Он вытер чашку и вышел, придержав дверь, чтобы не хлопнула.
Да, может, она и чокнутая, но уж точно не дура. Вот и хорошо.
С любой другой он повел бы себя иначе: повесил бы трубку - и привет горячий. А ей сказал: это мой шеф. Хотел рассмешить - и она сыграла удивление, чтобы поддержать шутку. Говорить с ней - все равно что в пинг-понг играть: она держала темп и срезала мяч в углы в самые неожиданные моменты, а он сам себе казался не таким уж кретином.
Он спускался по лестнице, держась за перила, и слышал, как скрипит, потрескивает и пощелкивает старый дом у него над головой. То же самое и с Филибером, потому он и любил с ним разговаривать.
Филу знал, что не такой уж он на самом деле урод и что главная проблема у него как раз таки с речью… Ему вечно не хватает слов, и он нервничает, потому что не способен ни хрена объяснить… Рехнуться можно!
По всем этим причинам он и не хотел уходить… Что он будет делать у Кермадека? Напиваться, курить, перебирать DVD да листать в сортире журнальчики?
Высший класс.
Как в двадцать лет.
Он отработал смену, пребывая в задумчивости.
Единственная девушка во вселенной, способная носить шарф его бабули, оставаясь красавицей, никогда не будет принадлежать ему.
Идиотская жизнь…
Он прошел через пекарню, шеф снова обложил его за то, что он до сих пор не позвонил своему бывшему помощнику, и вернулся домой, полумертвый от усталости.
Спал он всего час - нужно было отнести белье в прачечную. Он собрал все свои шмотки и сложил в пододеяльник.
15
Нет, ну надо же…
Снова она. Сидит у машины номер семь с мешком мокрого белья у ног. И читает.
Он устроился напротив, но она его не заметила. Это всегда его восхищало… То, как она и Филибер умеют сосредоточиться… Ему это напоминало пивную, где некий тип преспокойно наслаждается жизнью, пока вокруг рушится мир. Впрочем, ему многое напоминало пивную… Он явно переусердствовал в детстве с телевизором…
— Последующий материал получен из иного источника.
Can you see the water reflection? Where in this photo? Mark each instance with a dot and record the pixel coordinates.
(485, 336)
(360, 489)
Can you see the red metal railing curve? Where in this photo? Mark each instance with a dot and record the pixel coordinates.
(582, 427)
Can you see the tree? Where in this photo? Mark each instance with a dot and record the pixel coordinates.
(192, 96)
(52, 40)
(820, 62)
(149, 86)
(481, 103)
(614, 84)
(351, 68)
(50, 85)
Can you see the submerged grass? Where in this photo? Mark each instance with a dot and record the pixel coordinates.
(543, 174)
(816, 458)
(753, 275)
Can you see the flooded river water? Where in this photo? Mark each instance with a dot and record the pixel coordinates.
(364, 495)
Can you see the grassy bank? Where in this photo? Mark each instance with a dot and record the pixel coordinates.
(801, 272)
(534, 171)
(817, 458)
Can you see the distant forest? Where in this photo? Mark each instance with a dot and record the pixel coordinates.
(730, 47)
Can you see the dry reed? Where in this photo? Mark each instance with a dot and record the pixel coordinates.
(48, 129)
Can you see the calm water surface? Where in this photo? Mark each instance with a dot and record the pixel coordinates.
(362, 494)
Он решил поиграть сам с собой, сказал себе: вообрази, что ты только что вошел в эту вонючую прачечную самообслуживания на авеню де ла Бурдонне 29 декабря в пять часов вечера и впервые в жизни заметил эту девушку, - что бы ты подумал?
Он уселся на пластиковом табурете, сунул руки в карманы куртки и прищурился.
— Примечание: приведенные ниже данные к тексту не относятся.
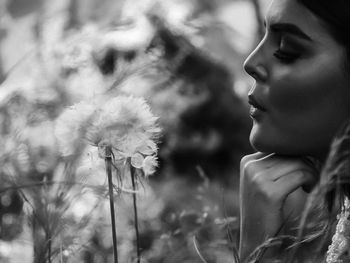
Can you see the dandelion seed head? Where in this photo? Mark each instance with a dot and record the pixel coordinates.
(124, 123)
(149, 165)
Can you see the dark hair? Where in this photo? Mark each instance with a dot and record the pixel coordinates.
(336, 16)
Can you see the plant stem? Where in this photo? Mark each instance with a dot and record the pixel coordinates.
(132, 172)
(108, 161)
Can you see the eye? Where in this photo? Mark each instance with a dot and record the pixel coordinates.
(287, 51)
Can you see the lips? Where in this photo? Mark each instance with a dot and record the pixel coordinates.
(252, 101)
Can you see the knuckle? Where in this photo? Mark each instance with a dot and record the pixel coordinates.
(245, 160)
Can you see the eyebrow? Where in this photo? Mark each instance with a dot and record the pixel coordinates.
(291, 29)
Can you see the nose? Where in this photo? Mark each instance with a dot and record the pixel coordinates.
(256, 64)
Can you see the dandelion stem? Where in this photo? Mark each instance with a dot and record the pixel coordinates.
(108, 160)
(132, 172)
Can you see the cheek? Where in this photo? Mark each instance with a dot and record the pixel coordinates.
(307, 107)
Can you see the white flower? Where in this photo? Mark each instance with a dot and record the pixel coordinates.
(340, 240)
(124, 123)
(70, 125)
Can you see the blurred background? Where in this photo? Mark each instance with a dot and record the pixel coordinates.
(185, 58)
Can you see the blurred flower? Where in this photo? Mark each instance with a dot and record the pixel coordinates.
(124, 123)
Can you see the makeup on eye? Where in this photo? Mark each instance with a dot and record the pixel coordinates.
(288, 50)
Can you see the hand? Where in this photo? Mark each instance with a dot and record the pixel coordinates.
(270, 196)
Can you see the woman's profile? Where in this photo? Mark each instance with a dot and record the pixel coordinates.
(300, 99)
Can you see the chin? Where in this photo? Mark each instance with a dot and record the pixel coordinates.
(272, 144)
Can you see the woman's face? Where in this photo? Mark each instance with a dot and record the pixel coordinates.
(302, 90)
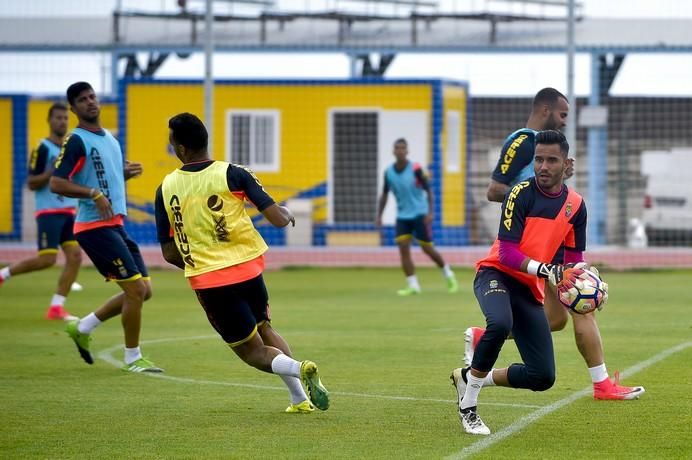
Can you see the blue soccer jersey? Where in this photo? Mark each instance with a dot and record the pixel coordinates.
(410, 189)
(94, 160)
(43, 157)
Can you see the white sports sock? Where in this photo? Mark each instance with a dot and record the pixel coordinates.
(88, 323)
(284, 365)
(57, 300)
(132, 355)
(473, 388)
(413, 281)
(488, 380)
(598, 373)
(295, 389)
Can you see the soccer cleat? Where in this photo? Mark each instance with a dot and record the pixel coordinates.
(142, 365)
(318, 394)
(452, 285)
(303, 407)
(59, 312)
(472, 336)
(81, 340)
(459, 383)
(408, 291)
(472, 423)
(611, 389)
(76, 287)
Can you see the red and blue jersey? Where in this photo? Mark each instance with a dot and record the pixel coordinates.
(539, 223)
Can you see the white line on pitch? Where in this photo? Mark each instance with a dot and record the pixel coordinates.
(525, 421)
(107, 356)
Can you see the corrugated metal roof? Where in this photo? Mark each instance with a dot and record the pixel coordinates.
(316, 34)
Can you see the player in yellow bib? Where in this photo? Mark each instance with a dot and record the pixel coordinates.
(203, 228)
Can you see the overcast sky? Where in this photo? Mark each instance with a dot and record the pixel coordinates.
(656, 74)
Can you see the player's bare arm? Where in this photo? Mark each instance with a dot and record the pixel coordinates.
(64, 187)
(279, 216)
(496, 191)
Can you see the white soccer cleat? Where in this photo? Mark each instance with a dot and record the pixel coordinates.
(472, 423)
(472, 336)
(460, 385)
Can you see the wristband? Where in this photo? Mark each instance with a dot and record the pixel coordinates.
(533, 267)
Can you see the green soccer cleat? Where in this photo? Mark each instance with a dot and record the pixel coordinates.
(452, 285)
(303, 407)
(81, 340)
(408, 291)
(142, 365)
(318, 394)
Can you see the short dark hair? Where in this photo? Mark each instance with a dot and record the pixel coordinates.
(189, 131)
(547, 96)
(551, 137)
(56, 106)
(75, 89)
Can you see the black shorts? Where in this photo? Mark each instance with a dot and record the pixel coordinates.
(416, 227)
(54, 230)
(113, 253)
(235, 310)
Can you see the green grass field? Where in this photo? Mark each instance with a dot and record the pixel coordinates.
(386, 361)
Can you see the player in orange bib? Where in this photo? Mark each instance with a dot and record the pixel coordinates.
(538, 216)
(516, 164)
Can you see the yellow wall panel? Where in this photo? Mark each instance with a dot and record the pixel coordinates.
(303, 110)
(454, 183)
(6, 169)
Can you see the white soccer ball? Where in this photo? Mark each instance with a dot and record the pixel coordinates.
(585, 293)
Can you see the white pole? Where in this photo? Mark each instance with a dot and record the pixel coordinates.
(209, 74)
(571, 97)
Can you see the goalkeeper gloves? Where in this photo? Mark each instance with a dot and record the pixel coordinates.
(552, 272)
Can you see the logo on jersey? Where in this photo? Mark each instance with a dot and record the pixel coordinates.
(511, 153)
(179, 228)
(509, 204)
(100, 171)
(62, 152)
(215, 203)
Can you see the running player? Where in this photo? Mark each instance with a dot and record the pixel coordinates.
(550, 111)
(539, 215)
(90, 167)
(204, 229)
(414, 202)
(54, 218)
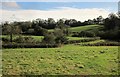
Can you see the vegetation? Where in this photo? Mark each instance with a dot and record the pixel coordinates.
(66, 46)
(67, 60)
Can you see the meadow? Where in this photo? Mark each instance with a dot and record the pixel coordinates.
(65, 60)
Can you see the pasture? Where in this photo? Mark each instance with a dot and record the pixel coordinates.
(66, 60)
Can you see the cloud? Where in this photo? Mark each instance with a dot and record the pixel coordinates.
(61, 12)
(10, 5)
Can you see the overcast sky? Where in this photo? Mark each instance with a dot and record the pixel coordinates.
(25, 11)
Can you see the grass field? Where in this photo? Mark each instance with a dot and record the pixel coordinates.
(69, 59)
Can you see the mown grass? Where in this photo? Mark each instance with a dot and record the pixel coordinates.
(67, 60)
(39, 38)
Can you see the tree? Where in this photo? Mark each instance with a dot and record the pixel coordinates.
(12, 29)
(49, 39)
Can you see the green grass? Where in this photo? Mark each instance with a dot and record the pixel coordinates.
(86, 28)
(69, 59)
(77, 38)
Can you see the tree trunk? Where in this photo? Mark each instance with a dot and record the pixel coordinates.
(11, 37)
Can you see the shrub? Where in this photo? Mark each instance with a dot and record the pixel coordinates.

Прежде всего ты решил бы, что это парень. Так он и подумал, когда увидел ее впервые. Нет, не психопатка, а именно парень, только слишком женоподобный… Ты бы сразу потерял интерес. Хотя… Сомнения все же остались бы… Из-за рук, из-за шеи, из-за манеры поглаживать нижнюю губу ногтем большого пальца… Да, ты бы сомневался… Неужели все-таки девушка? Девушка, напялившая на себя мешок. Чтобы спрятать свое тело? Ты постарался бы смотреть в другую сторону, но то и дело невольно возвращался бы взглядом обратно. Потому что в этом парне что-то такое… Особенное…
Войди ты в занюханную прачечную-автомат на авеню де ла Бурдонне 29 декабря в пять часов пополудни и заметь ты этот силуэт, колеблющийся в унылом свете неоновых ламп, сказал бы себе в точности следующее: черт побери… Ангел…
В этот момент она подняла голову, увидела его, мгновение не реагировала, как будто не узнавала, и в конце концов улыбнулась. Это была не улыбка - так, легкий отблеск, знак, понятный лишь посвященным…
- Твои крылья? - спросил он, кивая на мешок.
- Что, прости?
- Да так, проехали…
Одна из сушилок остановилась, и она вздохнула, бросив взгляд на часы. К машине подошел типичный бродяга - вынул куртку и обтрепанный спальник.
Вот ведь как интересно… Сейчас он проверит свою теорию на практике… Ни одна нормальная девушка не положит вещи в сушку после бомжовских тряпок, уж он-то это точно знает - как-никак пятнадцать лет таскается по прачечным.
И он уставился на нее.
Она не отшатнулась и не засомневалась, на ее лице даже на мгновение не появилась гримаса отвращения. Она просто встала, мгновенно засунула одежду в машину и спросила, может ли он разменять ей деньги.
А потом вернулась на свое место, к своей книге.
Он почувствовал легкое разочарование.
Идеальные люди такие зануды…
Прежде чем вновь погрузиться в чтение, она спросила:
- Скажи-ка…
- Да?
- Если я подарю Филиберу на Новый год стиральную машину с сушкой, ты сможешь установить ее до отъезда?
- …
- Чему ты улыбаешься? Я что, сказала очередную глупость?
- Нет, нет…
Он сделал неопределенный жест рукой.
- Ты не поймешь…
- Эй, - она приложила большой и указательный пальцы ко рту, - по-моему, ты сейчас слишком много куришь, я права?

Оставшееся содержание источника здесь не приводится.